Et, à la vue du rapport d’autopsie, des notes des policiers, Doffre l’avait forcément découvert. Qu’avait-il alors ressenti ? De la colère ? De la rancœur ?
Pour quel motif Bourne était-il allé le voir, dans ce cas ? Pourquoi avoir inventé cette incroyable histoire de battements détraqués ? Pourquoi un psychologue ?
Pourquoi Arthur Doffre ?
C’était incompréhensible. Purement et simplement incompréhensible. La théorie des pulsations cardiaques sur les crânes des enfants semblait pourtant si plausible ! À présent, tout s’effondrait. Retour à la case départ.
David revint aux photocopies des notes concernant l’environnement de l’assassin. Petit pavillon, gazon parfaitement entretenu et coupé à ras — le souci de la précision —, dans un quartier tranquille. Très peu de meubles, une télévision, une radio, des piles de quotidiens. Une maison des plus normales pour un célibataire, et une hygiène de vie soignée. Poubelles toutes vides, lit fait au carré. Dans sa chambre, la balance de Roberval et la plume de Mâat. Aidés de Luminol, les techniciens de la police scientifique avaient réussi à détecter, sur les plateaux en cuivre, du sang vieux de plusieurs mois, appartenant au même groupe que celui de la dernière victime, Patricia Böhme. Les outils de torture, les cordes et les bougies servant à asphyxier ses proies étaient précieusement étalés sur une table basse, tous orientés dans la même direction, bien parallèles, et positionnés à proximité du lit. Probablement un moyen de prolonger les fantasmes, de ramener les cadavres sous ses draps.

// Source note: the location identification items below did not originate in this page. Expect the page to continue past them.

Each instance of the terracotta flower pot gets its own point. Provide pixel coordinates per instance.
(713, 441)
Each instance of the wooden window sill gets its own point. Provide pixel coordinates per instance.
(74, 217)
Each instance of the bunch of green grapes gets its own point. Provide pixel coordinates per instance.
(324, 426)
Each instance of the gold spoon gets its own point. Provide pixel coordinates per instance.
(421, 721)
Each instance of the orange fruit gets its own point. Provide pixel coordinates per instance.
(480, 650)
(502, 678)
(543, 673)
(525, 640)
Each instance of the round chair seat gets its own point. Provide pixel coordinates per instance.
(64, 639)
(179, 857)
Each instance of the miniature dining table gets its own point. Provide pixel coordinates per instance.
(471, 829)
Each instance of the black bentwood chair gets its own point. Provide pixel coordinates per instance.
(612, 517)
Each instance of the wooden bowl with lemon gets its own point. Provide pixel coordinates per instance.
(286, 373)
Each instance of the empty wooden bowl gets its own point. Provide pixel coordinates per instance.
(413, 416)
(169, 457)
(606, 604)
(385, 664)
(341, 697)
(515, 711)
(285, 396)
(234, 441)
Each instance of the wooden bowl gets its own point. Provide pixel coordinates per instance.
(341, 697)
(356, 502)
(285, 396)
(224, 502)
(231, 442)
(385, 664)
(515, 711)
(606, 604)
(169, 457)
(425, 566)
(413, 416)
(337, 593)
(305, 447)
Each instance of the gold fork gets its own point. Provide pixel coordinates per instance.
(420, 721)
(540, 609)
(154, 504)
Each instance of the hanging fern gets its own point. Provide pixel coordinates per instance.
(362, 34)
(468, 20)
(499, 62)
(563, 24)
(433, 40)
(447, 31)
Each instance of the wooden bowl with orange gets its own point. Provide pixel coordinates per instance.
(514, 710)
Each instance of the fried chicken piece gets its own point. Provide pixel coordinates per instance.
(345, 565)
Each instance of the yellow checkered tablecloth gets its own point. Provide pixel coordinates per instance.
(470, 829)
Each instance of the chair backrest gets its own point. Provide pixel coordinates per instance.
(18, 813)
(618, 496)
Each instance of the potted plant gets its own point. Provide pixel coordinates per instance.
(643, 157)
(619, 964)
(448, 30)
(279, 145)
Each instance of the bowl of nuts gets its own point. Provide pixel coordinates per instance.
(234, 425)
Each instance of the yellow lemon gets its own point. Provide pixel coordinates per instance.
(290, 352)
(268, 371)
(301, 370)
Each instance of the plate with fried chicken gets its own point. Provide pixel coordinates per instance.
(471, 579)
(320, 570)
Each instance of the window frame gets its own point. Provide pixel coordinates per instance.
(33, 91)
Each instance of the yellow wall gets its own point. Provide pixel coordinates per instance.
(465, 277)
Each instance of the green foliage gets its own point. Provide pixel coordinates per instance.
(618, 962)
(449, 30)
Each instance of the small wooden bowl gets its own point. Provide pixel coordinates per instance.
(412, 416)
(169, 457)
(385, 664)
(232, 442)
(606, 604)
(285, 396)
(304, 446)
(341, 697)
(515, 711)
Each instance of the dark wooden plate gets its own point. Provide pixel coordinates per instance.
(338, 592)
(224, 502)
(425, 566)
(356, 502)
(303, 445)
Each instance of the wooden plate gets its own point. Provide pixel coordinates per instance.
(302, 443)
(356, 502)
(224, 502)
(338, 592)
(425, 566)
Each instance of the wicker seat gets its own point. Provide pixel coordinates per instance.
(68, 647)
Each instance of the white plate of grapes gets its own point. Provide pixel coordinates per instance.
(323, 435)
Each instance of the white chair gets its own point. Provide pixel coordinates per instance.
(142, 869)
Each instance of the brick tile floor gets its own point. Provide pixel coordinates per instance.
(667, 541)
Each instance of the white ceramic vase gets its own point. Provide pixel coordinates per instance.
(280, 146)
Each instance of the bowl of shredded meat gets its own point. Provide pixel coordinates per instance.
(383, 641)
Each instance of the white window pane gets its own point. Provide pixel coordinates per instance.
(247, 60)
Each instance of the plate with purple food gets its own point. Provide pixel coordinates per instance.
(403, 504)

Contrairement à la plupart des tueurs en série, Bourne n’était pas un collectionneur. Aucune photographie, nul souvenir — mèche de cheveux, bijoux, partie corporelle — de ses victimes. Entre ses crimes, sa jouissance passait uniquement par la vision de ses instruments. Et la préparation de son carnage suivant.
David continua à examiner toutes ces preuves qui accablaient Bourne, qui effaçaient l’humain et dévoilaient le monstre. Une bête solitaire, un reclus, qui, pourtant, avait rassuré, appuyé, aimé son psychologue durant son séjour à l’hôpital, au point de se suicider après avoir été cruellement rejeté. Bourne, dont l’aversion profonde pour les femmes n’était plus à démontrer, avait-il pu tomber amoureux de Doffre ? Ce qui fournirait le motif de ces séances… Une espèce d’Emma au masculin, prêt au mensonge le plus saugrenu — cette invention des battements cardiaques — pour approcher l’objet de son amour : Arthur Doffre.
Non… Aucun rapport écrit, aucun livre ne faisaient mention de tendances homosexuelles à son sujet. Jamais d’amies, certes, mais jamais d’amis non plus. Cette hypothèse ne tenait pas la route.
Mais alors, pourquoi ces séances ? Pourquoi ?
« Tout est une question de point de vue, et d’influence », avait dit Doffre avec insistance, le premier soir, avant de parler du Bourreau.
Tout est une question de point de vue… Changer d’angle de vision… Renverser les a priori … Ne pas se laisser influencer par ce qui paraissait évident… Et qu’est-ce qui paraissait évident ? Que Tony Bourne mentait.
Inverser les rôles. Peut-être n’était-ce pas Tony Bourne qui avait entretenu le mensonge. Mais Arthur Doffre.
David s’empara de toutes les fiches cartonnées, s’assit sur le plancher et les plaça en arc de cercle autour de lui, dans l’ordre chronologique. Il vérifia la cohérence des dates, relut consciencieusement les résumés des séances.
L’ensemble se justifiait à la perfection. La thèse de la phobie de Bourne ne présentait pas la moindre faille. Les détails cités par Arthur étaient crédibles, on ne pouvait plus vraisemblables.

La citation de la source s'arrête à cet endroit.